La journée de demain s’annonce cruciale dans l’enquête du Central CID dans le VarmaGate pour l’ancien Attorney General, Yatin Varma, et le président en exercice de la Mauritius Ports Authority (MPA) et du PMSD, Maurice Allet, les deux inculpés provisoirement et en liberté sous caution pour le délit de complot pour entrave à la justice. Yatin Varma devra se rendre demain aux Casernes centrales pour entamer l’exercice d’interrogatoire Under Warning. De son côté, Maurice Allet est attendu en Cour de Port-Louis pour les débats sur sa Bail Motion visant à annuler l’inculpation provisoire logée contre lui mercredi dernier.
L’intérêt de l’interrogatoire de l’ancien Attorney General, qui a retenu les services de Mes Gavin Glover et de Sanjay Bhuckory, se porte davantage sur le plan de nouveaux développements à intervenir dans le VarmaGate, principalement le rôle de toute une série de protagonistes engagés dans les tractations à diverses étapes depuis l’accident du samedi 4 mai dernier à Sodnac, Quatre-Bornes. D’emblée, les limiers du Central CID tenteront d’établir les liens entre Yatin Varma et la série de personnes, dont les noms ont été cités dans l’enquête ou encore à quelle date précise avaient démarré les premières tractations en vue d’amener les Jeannot à se rétracter au sujet de la déposition d’agression.

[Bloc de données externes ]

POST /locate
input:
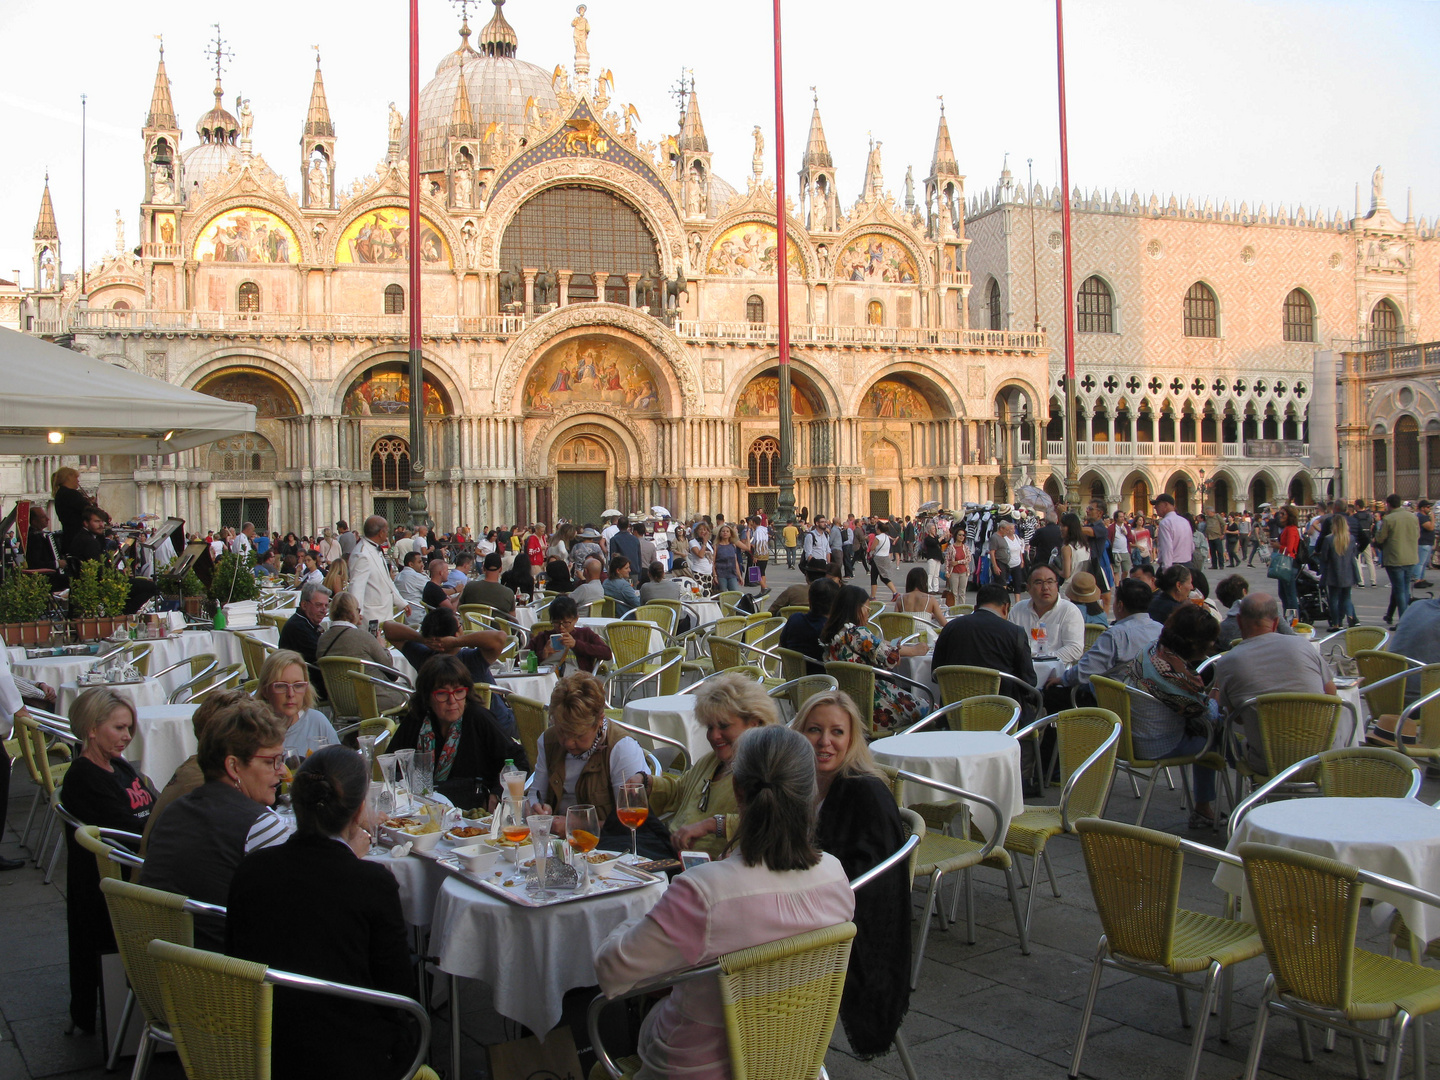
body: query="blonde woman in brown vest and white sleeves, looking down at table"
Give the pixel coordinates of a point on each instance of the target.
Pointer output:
(582, 760)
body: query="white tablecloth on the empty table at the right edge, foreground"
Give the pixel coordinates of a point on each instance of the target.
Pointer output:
(1395, 837)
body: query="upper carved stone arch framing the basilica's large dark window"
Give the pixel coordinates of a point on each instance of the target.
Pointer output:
(654, 210)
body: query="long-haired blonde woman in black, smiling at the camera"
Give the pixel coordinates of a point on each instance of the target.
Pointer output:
(860, 824)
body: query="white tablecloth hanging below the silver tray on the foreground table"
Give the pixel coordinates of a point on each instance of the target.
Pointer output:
(529, 957)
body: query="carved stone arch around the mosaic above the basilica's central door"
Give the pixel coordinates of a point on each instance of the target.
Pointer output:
(679, 371)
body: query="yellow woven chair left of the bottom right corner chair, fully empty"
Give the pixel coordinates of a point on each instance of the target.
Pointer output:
(1135, 882)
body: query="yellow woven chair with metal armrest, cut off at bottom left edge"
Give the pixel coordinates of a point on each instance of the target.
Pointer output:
(220, 1010)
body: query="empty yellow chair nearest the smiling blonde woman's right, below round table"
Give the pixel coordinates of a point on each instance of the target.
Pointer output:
(941, 855)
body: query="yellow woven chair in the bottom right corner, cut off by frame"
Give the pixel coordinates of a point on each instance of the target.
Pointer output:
(1307, 909)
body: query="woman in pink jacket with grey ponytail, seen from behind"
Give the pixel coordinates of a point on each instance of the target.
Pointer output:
(775, 885)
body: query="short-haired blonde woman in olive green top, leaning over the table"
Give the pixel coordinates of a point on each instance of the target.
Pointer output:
(703, 814)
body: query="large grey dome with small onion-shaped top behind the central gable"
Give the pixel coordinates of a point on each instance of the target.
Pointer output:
(498, 83)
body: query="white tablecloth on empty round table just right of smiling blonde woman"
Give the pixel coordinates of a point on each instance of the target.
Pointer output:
(981, 762)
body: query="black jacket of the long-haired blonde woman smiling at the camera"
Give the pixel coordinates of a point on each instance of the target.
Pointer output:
(860, 826)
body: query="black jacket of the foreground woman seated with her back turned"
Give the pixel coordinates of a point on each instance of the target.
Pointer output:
(312, 908)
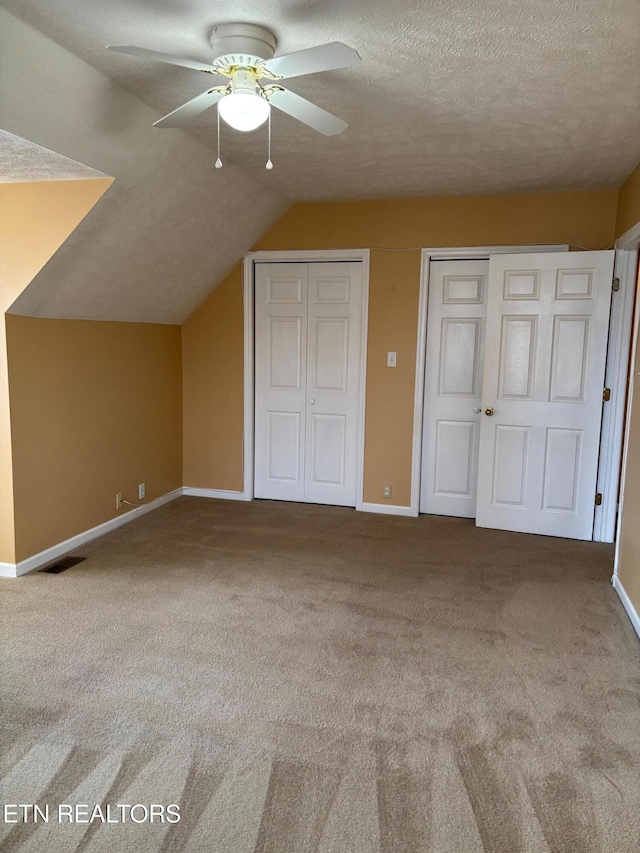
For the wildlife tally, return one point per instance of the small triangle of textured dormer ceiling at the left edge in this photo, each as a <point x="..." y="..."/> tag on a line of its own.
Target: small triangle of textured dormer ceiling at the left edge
<point x="21" y="160"/>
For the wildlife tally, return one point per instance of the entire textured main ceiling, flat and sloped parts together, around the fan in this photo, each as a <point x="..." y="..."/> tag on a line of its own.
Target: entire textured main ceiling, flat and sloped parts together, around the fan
<point x="453" y="97"/>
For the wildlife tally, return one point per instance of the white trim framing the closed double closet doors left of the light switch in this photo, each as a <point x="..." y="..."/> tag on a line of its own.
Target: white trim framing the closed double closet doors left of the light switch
<point x="248" y="285"/>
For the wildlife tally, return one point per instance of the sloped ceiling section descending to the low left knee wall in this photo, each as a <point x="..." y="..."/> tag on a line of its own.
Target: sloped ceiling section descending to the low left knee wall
<point x="169" y="228"/>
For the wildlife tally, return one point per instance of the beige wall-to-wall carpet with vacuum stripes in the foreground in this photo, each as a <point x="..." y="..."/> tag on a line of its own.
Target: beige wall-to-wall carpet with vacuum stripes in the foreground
<point x="305" y="679"/>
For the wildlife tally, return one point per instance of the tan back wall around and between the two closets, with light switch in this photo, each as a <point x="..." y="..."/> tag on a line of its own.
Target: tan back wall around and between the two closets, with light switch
<point x="213" y="373"/>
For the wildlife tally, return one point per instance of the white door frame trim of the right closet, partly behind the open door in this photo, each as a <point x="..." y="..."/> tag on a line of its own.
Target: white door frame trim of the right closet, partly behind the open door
<point x="445" y="254"/>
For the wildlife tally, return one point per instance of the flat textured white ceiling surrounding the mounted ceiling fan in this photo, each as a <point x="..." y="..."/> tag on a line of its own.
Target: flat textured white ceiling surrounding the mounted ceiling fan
<point x="453" y="96"/>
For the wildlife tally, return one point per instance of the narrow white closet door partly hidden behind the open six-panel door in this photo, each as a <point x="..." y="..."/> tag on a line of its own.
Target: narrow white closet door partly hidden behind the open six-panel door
<point x="453" y="386"/>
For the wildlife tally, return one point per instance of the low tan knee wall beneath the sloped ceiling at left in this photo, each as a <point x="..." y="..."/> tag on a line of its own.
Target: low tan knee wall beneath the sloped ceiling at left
<point x="96" y="408"/>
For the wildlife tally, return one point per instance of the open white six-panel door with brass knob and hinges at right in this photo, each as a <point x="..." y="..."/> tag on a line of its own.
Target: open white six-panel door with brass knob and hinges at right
<point x="545" y="351"/>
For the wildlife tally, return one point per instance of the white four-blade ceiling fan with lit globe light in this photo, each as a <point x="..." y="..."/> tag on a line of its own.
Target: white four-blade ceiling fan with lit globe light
<point x="247" y="74"/>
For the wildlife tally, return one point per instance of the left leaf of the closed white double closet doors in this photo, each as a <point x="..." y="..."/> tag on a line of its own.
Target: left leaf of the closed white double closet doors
<point x="280" y="379"/>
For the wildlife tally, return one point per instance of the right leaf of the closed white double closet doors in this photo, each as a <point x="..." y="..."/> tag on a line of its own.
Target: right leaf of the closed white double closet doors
<point x="334" y="306"/>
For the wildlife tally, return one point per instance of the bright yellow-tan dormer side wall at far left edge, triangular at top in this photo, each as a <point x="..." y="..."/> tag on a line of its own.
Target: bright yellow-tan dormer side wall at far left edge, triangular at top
<point x="35" y="219"/>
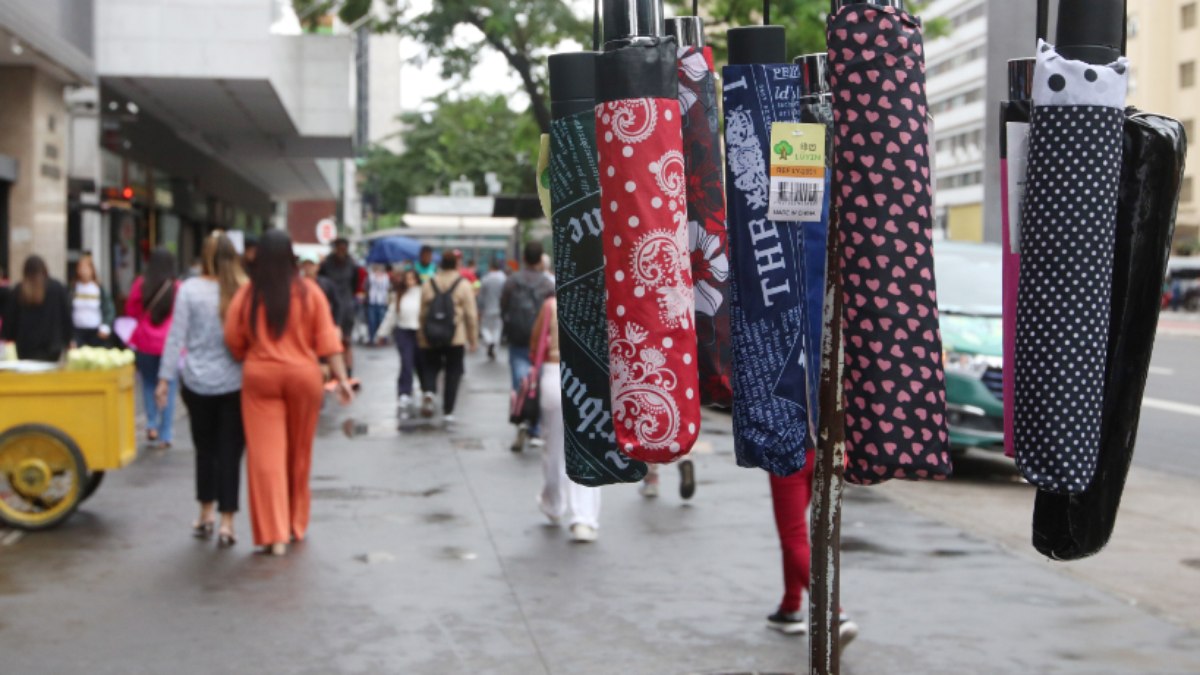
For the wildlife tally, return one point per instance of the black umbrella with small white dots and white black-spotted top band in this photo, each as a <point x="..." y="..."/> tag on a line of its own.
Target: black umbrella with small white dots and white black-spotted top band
<point x="1066" y="285"/>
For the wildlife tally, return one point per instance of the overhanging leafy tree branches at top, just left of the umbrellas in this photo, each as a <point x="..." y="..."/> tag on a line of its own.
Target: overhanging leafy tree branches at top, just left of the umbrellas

L’un des premiers cas à être élucidés concerne le Senior Adviser et directeur des communications au Prime Minister’s Office, Subash Gobine. Le nom de ce dernier, qui continue à affirmer que le VarmaGate ne le concerne nullement, avait été évoqué par Maurice Allet au tout début de son interrogatoire le mardi de la semaine dernière. Les hommes des ACPs Vuddamalay et Jangi, tenteront d’obtenir la Corroborative Evidence de Yatin Varma avant de décider de la marche à suivre. Dès le début de cette affaire, le commissaire de police, Dhun Iswur Rampersad, avait déclaré officiellement que tous ceux dont les noms sont cités devront s’expliquer aux enquêteurs.
L’interrogatoire de Yatin Varma sera également déterminant pour l’ancien surintendant de police et ex-patron de la Major Crime Investigation Team (MCIT), Bala Kamatchi, et l’homme d’affaires installé en Afrique du Sud, Raj Ramrachia. Dans le cas de l’ancien haut gradé de la police, l’on s’efforce à faire comprendre dans les milieux des enquêteurs du Central CID que le prochain rendez-vous pourrait se dérouler d’une manière autre que la précédente de la semaine. Ils citent le fait que d’autres éléments compromettants ont été versés dans le dossier à charge et que la confrontation pourrait s’avérer plus complexe.
Dans le cas de Raj Ramrachia, deux éléments d’envergure retiennent l’attention des enquêteurs, soit le message qu’il avait posté sur le compte Facebook de Florent Jeannot lui demandant de prendre contact avec lui et la confirmation qu’il serait le même Raj en Afrique du Sud, qui avait pour mission de remettre aux Jeannot une somme d’argent en guise de dédommagement. La convocation de Raj Ramrachia devra intervenir après les explications de Yatin Varma à la fin de la semaine.
De son côté, Maurice Allet tentera de jouer son va-tout en Cour de Port-Louis pour obtenir l’annulation de la charge provisoire retenue contre lui. Ses hommes de loi tenteront de convaincre la Cour que le président de la MPA « has no case to answer » dans cette affaire. La décision de la Cour pèsera de tout son poids dans la carrière de Maurice Allet à la tête de la MPA. A l’ajournement des travaux parlementaires d’hier soir, répondant à un ancien colistier de Maurice Allet au N° 20 et Whip de l’opposition, Rajesh Bhagwan, le Premier ministre, Navin Ramgoolam, a déclaré que suite à cette charge provisoire : « I have been following matters. The matter is coming before the Court, in fact, on 11 July, that is in two days’ time. So since the validity of the provisional charge is itself a matter which is being currently considered by the Court, I think any decision pertaining to his continued tenure of office, as chairperson of the MPA, would be most appropriately considered in the light of the outcome of the motion before the Court. »
Navin Ramgoolam ajoute que dans la conjoncture, il préfère se garder de se lancer dans des spéculations et laisser la Cour entériner la décision la plus appropriée. « Then I will see from there », a-t-il conclu.
De son côté, Rajesh Bhagwan, citant le cas de Yatin Varma et celui de Reza Issack, qui ont démissionné de leurs fonctions au sein du gouvernement, maintient que « I think that Maurice Allet should have resigned in the public interest, in the interest of government, in the interest of the country and the institution. If he does not resign, the Prime Minister should sack this person as chairman of the MPA ».